12 Noon - 2 pm Thursdays on WUSB Stony Brook 90.1 FM and WUSB dot FM _______________________________________

The East End Report is compiled by Tony Ernst.

Comments and corrections may be sent to: eastendreport@yahoo.com

Veterans to Confront Congressman

On Sunday, December 11 at 4pm the East End Veterans will host a gathering at the Methodist Church on Madison St. Sag Harbor. The East End Vets are in opposition to the current war in Iraq. Veteran James La Rocca and Congressman Tim Bishop will discuss the war and questions will be accepted from the audience.

Mr. La Rocca will challenge the Congressman to support withdrawal from an increasingly chaotic Iraq. The Congressman is expected to defend his position which up to now has been supportive of the administration's requests for funding the war.

Perhaps the weight of public opinion and the facts on the ground may persuade our elected representative to change his stance.

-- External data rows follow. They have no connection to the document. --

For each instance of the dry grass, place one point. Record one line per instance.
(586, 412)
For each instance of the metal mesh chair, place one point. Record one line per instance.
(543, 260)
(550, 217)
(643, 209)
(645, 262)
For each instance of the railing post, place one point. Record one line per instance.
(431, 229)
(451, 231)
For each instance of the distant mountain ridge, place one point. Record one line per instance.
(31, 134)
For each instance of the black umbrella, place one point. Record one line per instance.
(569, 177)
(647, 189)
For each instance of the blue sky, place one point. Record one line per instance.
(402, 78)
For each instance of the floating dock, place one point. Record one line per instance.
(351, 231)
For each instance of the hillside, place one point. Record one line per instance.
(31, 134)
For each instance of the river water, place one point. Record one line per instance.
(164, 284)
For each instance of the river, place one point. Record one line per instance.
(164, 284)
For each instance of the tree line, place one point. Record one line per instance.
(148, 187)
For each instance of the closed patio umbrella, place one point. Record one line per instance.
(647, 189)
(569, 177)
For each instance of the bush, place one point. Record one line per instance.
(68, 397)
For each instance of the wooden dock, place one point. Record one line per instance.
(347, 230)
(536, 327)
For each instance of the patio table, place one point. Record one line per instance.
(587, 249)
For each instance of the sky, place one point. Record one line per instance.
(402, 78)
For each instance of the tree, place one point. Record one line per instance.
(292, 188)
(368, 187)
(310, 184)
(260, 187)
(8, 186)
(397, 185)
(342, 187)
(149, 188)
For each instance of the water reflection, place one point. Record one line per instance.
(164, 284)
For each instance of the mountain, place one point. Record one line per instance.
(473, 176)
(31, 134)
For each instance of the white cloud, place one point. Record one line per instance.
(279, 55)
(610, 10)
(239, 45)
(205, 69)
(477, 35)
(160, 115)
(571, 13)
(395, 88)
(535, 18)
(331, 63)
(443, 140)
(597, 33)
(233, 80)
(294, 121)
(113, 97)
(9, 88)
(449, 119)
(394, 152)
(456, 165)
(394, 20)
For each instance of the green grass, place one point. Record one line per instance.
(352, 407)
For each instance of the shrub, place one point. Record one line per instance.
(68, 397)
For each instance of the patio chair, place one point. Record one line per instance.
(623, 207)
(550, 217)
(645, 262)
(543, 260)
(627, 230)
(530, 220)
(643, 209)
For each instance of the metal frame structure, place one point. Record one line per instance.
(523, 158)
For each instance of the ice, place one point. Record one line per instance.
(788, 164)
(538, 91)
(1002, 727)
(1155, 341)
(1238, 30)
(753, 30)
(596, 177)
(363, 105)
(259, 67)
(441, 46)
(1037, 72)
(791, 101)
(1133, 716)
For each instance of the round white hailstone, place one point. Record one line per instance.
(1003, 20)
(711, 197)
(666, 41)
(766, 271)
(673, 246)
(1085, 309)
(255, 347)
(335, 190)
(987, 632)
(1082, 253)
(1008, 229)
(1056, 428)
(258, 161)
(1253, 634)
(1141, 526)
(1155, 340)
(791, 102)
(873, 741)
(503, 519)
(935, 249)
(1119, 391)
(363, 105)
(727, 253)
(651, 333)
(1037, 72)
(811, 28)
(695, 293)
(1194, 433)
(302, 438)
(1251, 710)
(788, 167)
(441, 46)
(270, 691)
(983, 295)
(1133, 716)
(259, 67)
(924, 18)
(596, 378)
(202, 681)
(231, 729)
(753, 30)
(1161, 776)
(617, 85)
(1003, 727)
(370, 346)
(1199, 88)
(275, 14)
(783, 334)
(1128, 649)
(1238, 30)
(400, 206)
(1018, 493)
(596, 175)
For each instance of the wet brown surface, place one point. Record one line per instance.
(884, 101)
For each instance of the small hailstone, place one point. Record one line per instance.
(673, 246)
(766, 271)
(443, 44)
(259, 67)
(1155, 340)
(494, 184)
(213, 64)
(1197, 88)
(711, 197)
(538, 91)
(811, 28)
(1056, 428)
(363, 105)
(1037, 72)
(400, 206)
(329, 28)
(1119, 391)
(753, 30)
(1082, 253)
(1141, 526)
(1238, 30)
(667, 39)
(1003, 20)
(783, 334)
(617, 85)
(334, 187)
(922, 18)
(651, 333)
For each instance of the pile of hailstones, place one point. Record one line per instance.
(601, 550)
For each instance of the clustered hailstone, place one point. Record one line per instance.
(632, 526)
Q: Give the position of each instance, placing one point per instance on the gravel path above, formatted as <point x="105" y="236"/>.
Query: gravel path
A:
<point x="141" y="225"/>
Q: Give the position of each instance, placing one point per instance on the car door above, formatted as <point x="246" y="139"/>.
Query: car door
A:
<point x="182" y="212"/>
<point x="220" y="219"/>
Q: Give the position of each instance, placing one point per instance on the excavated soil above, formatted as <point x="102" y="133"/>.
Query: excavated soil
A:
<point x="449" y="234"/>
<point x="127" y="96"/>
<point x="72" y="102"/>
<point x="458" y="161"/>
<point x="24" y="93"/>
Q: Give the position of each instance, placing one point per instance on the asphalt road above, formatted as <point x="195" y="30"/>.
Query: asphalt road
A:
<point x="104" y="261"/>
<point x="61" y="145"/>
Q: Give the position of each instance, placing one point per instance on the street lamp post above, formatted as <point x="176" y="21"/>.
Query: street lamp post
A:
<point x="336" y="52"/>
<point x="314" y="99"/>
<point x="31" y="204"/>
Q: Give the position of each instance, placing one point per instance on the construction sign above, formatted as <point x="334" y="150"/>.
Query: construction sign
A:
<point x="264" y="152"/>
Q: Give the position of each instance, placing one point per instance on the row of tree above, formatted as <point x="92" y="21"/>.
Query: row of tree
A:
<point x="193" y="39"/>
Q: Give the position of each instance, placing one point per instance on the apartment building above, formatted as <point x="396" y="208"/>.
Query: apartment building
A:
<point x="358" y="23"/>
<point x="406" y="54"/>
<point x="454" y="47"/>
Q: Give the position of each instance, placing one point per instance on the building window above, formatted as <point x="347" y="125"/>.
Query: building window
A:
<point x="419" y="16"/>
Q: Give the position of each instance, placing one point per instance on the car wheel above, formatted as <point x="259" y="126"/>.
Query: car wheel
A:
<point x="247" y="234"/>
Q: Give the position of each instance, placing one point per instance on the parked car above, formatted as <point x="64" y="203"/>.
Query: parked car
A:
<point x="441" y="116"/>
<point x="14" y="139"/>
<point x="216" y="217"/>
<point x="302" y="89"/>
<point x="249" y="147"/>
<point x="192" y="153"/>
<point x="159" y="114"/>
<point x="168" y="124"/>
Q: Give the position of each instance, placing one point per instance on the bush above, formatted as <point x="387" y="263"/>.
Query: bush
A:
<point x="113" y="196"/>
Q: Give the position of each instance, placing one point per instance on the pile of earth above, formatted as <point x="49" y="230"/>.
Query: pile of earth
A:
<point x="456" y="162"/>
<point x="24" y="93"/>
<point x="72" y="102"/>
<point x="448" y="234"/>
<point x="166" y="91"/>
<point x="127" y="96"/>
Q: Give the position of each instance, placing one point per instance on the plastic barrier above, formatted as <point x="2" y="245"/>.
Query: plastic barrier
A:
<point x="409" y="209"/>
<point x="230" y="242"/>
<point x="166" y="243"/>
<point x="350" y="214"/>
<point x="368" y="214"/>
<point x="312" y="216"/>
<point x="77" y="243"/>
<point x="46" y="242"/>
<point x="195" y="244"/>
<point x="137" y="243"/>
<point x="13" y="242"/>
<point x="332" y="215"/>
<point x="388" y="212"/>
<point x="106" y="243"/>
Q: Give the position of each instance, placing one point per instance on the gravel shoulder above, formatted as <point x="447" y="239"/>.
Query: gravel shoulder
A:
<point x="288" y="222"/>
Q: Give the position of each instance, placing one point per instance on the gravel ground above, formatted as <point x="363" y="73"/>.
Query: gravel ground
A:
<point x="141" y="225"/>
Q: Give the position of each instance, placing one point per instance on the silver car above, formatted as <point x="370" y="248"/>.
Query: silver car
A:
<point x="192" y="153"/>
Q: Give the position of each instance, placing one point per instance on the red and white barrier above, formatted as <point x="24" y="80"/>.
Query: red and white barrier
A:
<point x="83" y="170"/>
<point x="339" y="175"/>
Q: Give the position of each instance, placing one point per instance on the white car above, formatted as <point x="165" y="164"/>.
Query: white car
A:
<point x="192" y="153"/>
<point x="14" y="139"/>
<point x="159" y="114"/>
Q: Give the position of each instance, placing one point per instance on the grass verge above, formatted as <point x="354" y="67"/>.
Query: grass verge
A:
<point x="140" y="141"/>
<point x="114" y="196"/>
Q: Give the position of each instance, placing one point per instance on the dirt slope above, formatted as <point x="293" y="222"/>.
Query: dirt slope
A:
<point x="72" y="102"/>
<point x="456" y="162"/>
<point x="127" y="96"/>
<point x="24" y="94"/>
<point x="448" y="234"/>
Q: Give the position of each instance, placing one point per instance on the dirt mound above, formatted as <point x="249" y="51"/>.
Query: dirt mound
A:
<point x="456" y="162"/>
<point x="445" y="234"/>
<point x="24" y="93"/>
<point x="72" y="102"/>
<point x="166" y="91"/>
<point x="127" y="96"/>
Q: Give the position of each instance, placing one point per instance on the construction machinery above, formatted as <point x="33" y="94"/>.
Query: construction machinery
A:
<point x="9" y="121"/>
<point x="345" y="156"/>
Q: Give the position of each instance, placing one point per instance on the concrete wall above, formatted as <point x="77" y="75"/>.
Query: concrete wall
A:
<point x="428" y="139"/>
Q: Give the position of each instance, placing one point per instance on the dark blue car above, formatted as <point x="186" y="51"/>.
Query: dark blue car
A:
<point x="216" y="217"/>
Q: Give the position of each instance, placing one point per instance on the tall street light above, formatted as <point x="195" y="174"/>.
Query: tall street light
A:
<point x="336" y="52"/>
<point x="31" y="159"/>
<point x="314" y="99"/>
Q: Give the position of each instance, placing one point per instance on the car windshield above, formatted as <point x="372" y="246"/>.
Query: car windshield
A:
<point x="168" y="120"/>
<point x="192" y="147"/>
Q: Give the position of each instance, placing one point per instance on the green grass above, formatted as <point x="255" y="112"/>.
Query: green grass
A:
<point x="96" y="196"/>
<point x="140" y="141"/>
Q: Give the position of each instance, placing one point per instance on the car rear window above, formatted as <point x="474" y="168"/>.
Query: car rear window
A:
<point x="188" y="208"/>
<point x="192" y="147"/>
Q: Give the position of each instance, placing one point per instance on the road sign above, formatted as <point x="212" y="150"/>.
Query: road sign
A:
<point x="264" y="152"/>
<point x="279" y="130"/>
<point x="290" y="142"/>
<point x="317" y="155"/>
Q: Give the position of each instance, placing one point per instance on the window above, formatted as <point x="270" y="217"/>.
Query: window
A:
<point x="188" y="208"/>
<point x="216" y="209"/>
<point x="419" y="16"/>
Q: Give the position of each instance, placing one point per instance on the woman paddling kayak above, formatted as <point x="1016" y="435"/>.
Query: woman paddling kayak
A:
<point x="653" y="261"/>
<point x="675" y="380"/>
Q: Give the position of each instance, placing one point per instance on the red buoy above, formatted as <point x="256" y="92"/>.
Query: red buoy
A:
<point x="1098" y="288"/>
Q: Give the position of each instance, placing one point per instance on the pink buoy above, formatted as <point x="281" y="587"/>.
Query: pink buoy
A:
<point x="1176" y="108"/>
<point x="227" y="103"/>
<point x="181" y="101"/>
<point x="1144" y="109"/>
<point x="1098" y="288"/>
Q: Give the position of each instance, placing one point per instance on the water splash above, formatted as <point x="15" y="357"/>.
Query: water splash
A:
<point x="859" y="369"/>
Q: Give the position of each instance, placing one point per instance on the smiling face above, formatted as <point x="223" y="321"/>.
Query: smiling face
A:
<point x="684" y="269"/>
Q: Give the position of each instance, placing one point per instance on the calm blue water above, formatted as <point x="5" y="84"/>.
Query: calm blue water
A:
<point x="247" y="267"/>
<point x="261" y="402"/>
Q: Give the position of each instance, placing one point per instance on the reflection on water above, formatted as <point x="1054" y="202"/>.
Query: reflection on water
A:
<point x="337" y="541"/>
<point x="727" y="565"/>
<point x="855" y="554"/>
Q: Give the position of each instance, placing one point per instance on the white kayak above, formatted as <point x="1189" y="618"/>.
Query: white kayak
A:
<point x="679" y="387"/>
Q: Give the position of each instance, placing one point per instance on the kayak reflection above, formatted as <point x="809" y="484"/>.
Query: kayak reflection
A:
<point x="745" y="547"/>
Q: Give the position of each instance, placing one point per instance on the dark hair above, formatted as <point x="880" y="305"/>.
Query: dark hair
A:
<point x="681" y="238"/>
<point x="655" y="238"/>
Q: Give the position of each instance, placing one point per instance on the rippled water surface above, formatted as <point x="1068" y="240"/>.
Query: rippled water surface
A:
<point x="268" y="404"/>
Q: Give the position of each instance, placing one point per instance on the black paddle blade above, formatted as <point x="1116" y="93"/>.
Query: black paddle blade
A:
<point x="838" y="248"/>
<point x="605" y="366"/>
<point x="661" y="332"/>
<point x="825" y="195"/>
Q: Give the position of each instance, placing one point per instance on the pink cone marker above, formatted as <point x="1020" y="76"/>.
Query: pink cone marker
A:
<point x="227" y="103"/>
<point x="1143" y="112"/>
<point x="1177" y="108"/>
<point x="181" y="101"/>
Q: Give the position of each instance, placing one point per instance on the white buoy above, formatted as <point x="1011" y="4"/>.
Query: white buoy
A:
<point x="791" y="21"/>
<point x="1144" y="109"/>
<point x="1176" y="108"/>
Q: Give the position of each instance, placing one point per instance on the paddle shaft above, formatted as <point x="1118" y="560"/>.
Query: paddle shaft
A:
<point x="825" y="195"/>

All are invited to see and hear but the room holds 80 so be on time!

Kathy Engel: Where the Lights Are


Something about first snow. Why is that first falling and covering of white crystal so mesmerizing, so miraculous seeming? Each winter it’s breathtaking to wake up one morning to branches heavy with white powder, blanketed ground.

And the lights seem to twinkle on trees earlier each year. Before I know it after yellow and orange leaves sensuous in autumn, blink blink, the trees are winking. It’s true, there’s something magical, fairy tale like about the snow and the lights. Perhaps it’s that we have made it through another year; we can still fantasize, gather together, sip hot cocoa, run around with torn mittens and lips too cold to say words right. Every year I pronounce I’m done with winter, that middle age has taken away my love of frosty breath circles. Then the wonderland, the promise of cozy family reunions by the fire, and I’m back, taking out the menorah, oversized socks to hang on my sister’s mantle Christmas eve, candles everywhere, and Dylan Thomas’s “A Child’s Christmas in Whales” to read aloud.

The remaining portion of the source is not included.